SolaranRx, a privately held biotechnology company developing a new class of precision medicine for the treatment of metastatic melanoma, today announced that it has entered into a Cooperative Research and Development Agreement (CRADA) with the National Cancer Institute (NCI), part of the National Institutes of Health. SolaranRx and the NCI will work together to advance SolaranRx’s Precision Theranostic Platform™ that employs radiopharmaceutical therapies and companion imaging agents for metastatic melanoma, the most lethal form of skin cancer and highly resistant to current therapies.

Under the CRADA, the two parties will jointly evaluate SRX-1177, SolaranRx’s proprietary lead compound in preclinical mouse models of metastatic melanoma. SolaranRx’s technology precisely targets deadly melanoma tumors with its novel radiolabeled peptide that specifically binds to melanocortin-1 (MC1) receptors over-expressed in about 80 percent of human melanomas.

NCI’s Center for Advanced Preclinical Research (CAPR)’s group will work with SolaranRx to achieve the CRADA goals. SolaranRx CEO Les Stewart will serve as the collaborator principal investigator. CAPR conducts comprehensive preclinical studies to evaluate efficacy of therapeutics and diagnostics for human cancers.

“We are very pleased to be working in conjunction with the research team at CAPR led by Dr.

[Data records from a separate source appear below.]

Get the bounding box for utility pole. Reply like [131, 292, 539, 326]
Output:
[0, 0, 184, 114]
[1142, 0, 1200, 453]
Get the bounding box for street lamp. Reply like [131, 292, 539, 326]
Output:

Zoe Weaver Ohler, an expert in preclinical cancer models useful for translation to human studies,” Stewart said. “Combining our expertise with that of the NCI through the CRADA will help SolaranRx accelerate the development of our Precision Theranostic Platform for metastatic melanoma.”

Stewart added, “Current immunotherapy treatments for malignant melanoma are effective in only a subset of patients, and a significant number of patients must stop treatment due to side effects. Thus, new therapeutic modalities like SolaranRx’s Precision Theranostic Platform that may be effective in a broader melanoma patient population are greatly needed.”

SolaranRx’ own preclinical studies have yielded promising results, demonstrating proof-of-concept. Studies in mice show highly specific targeting of melanoma metastases and clear visualization of tumor location. Combining therapeutic and diagnostic radionuclides with its lead peptide has demonstrated superior tumor uptake, no off target effects and reduced renal retention in melanoma mouse models. The merger of therapy and diagnostics creates a unique theranostic product for metastatic melanoma.

NCI CAPR has adapted and optimized a novel Genetically Engineered Mouse-Derived Allograft (GDA) for preclinical study of therapies for primary and metastatic melanoma. This GDA model exhibits melanoma markers and progression pattern relevant to human disease, and allows monitoring of growth and therapeutic responses in primary and metastatic melanoma in the context of a normal immune system. Therefore, it can be used in testing therapies that target cancer cells and/or immune cells in intervention or adjuvant settings.